Hoe groot zijn de menselijke leerlingen? | Leerling

Hoe groot zijn de menselijke leerlingen?

De grootte van de mens leerling is relatief variabel. Een van de belangrijkste beïnvloedende factoren is de helderheid van de omgeving. Gedurende de dag is de leerling heeft een diameter van ongeveer 1.5 millimeter.

'S Nachts of in het donker de leerling verwijdt tot een diameter van acht tot zelfs 12 millimeter. Als gevolg hiervan varieert het ronde gebied van de pupil tussen 1.8 vierkante millimeter in helderheid en meer dan 50 vierkante millimeter in duisternis. De maximale pupilopening neemt meestal af met het ouder worden.

Functie van de leerling

Een vernauwing van de pupil veroorzaakt - vergelijkbaar met een camera - een vergroting van de scherptediepte. Dit is vooral belangrijk bij het maken van beelden in de buurt van objecten. Dienovereenkomstig treedt een reflexvernauwing van de pupil op tijdens bijna-accommodatie.

Bovendien worden randstralen vervaagd wanneer de pupil smal is, wat onscherpte veroorzaakt door sferische aberratie vermindert. De afhankelijkheid van pupilbreedte van helderheid zorgt ervoor dat er niet te veel en niet te weinig licht op het netvlies valt. De afference verloopt via de optische zenuw (oogzenuw, 2e hersenzenuw), die de lichtprikkel ontvangt, via talrijke stations naar het gebied pretectalis van de middenhersenen in de hersenen Daar begint het efferente pad, de informatie wordt naar een kerngebied in de middenhersenen geleid, de kern Edinger Westphal aan beide zijden, van waaruit de parasympathische vezels van de nervus oculomotorius (3e hersenzenuw) worden geactiveerd, die uiteindelijk leiden tot een samentrekking van de Musculus sfincter pupillen aan beide zijden en dus tot een vernauwing van de pupil.

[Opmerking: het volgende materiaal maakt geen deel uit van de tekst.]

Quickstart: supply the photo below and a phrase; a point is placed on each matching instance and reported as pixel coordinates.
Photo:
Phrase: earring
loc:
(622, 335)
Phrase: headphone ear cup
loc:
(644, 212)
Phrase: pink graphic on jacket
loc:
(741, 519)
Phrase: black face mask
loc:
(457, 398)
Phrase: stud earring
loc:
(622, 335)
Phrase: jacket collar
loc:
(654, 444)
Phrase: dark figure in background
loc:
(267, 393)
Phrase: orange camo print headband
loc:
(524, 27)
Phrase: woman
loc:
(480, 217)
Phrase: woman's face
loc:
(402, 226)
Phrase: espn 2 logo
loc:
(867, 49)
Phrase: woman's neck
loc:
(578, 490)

In de loop van de vezels van het oog naar de middenhersenen en terug, kruisen vezels aan de andere kant ook gedeeltelijk. Daarom, wanneer een oog wordt verlicht, vernauwt niet alleen de pupil van dit oog zich (directe lichtreactie) maar ook de pupil van het andere oog (consensuele lichtreactie). Met de kennis van het afferente en efferente dij en het feit dat normaal gesproken beide pupillen bij belichting altijd samentrekken, kunnen bij een aandoening van het pupillomotorische systeem conclusies worden getrokken over de locatie van de schade: Als het afferente kanaal is verstoord (bijv. optische zenuw), zal er noch een directe, noch een consensuele lichtreactie optreden wanneer het aangedane oog wordt verlicht.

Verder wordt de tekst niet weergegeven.